In spite of Towns' own doctor stating the cure was ridiculous, Towns set out to find addicted people by placing ads for "drug fiends" who wanted to be cured. Towns by this time had read all the known literature on drug addiction and alcoholism. By this trial and error approach Towns refined his cure. Towns' reputation spread in the criminal underworld and he treated addicted gangsters. He involved Dr. Alexander Lambert in his venture. Dr. Lambert was a professor at Cornell University Medical College, who as a physician to President Theodore Roosevelt informed various people in government about the Towns-Lambert cure.
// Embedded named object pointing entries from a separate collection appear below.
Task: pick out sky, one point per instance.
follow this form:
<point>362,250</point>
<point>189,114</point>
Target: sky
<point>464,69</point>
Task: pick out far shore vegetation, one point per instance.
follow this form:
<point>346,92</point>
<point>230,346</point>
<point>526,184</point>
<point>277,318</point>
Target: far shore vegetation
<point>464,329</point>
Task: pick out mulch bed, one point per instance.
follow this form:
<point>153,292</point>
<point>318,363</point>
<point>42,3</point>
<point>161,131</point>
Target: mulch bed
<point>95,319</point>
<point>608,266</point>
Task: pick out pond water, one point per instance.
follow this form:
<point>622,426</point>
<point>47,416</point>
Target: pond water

Towns was eventually sent by the US government to China to assist with the recovery of some of the 160 million drug addicts in the country. By 1908 while in China, Towns claimed to have cured thousands by his methods. Between the years 1910 and 1920 he aided in the drafting of the Boylan Bill and the Harrison Act.
Towns claimed a 90% success rate from his cure based on the reasoning that those people he never heard from again had been cured. Towns' reputation by the 1920s had greatly diminished in the medical community as his claims regarding his cure became more exaggerated. The Towns-Lambert cure bordered on quackery.
Lambert eventually broke off his association with Towns Hospital. Towns was making claims that his cure was guaranteed to work for any compulsive behavior, from morphinism to nicotinism to caffeinism, to kleptomania and bedwetting. Lambert realized that the percentage of those deemed to be cured needed to be greatly reduced since he had observed that a number of people over the years kept returning for cure after cure. During the 1920s a large part of the hospital revenues was from repeat business.